Le libre accès aux archives liées à la colonisation française en Algérie risque d’être entravé par la mesure prise par le président français qui consiste à entreprendre un travail législatif par et avec des experts de tous les ministères concernés, a estimé l’historien français, Gilles Manceron, qualifiant cette démarche d’inquiétante.

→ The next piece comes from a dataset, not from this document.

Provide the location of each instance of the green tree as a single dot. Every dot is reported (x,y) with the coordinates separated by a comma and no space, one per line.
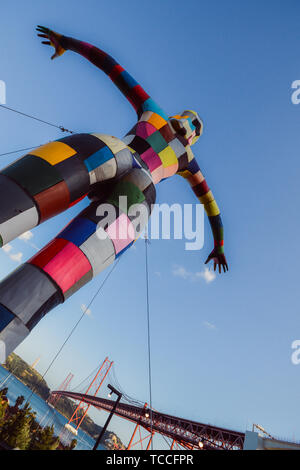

Dans un entretien paru dimanche dans le quotidien El Watan, Gilles Manceron a souligné que la déclassification au carton, comme l’a mentionné le communiqué du président Emmanuel Macron, ne change pas grand-chose et continuera à entraver les recherches, ajoutant que cette mesure maintient cette obligation d’un processus de déclassification, qui revient le plus souvent à donner le dernier mot à l’armée française pour décider aujourd’hui si tel ou tel document de l’époque peut être consulté. L’historien estime que l’inquiétant dans ce travail législatif à mener par le gouvernement français pour renforcer la communicabilité des pièces, sans compromettre la sécurité et la défense nationales, c’est qu’il y a des institutions administratives au sein de l’Etat et des groupes nostalgiques de la colonisation au sein de l’armée aujourd’hui qui désapprouvent les annonces du président français sur la nécessité de dire la vérité sur le passé colonial de la France et qui cherchent à empêcher la mise en œuvre de ces annonces.
Réviser la loi en vigueur
Ainsi, l’ouverture d’un chantier législatif sur la révision des délais de libre accès aux archives, selon Gilles Manceron, peut déboucher sur la révision de la loi en vigueur sur les archives dans le sens d’une fermeture accrue et fait surtout craindre qu’une nouvelle loi vienne aggraver la loi en vigueur en revenant sur la liberté d’accès aux documents, qu’ils soient pourvus ou non de tampons secret. Ces restrictions n’ont pas lieu d’être, selon l’historien qui a tenu à rappeler que la loi de 2008 a veillé à imposer un délai plus long ou bien une interdiction d’accès à certains documents à protéger, considérant que tous les documents datant de pus de 50 ans sont consultables de plein droit et ils doivent le rester.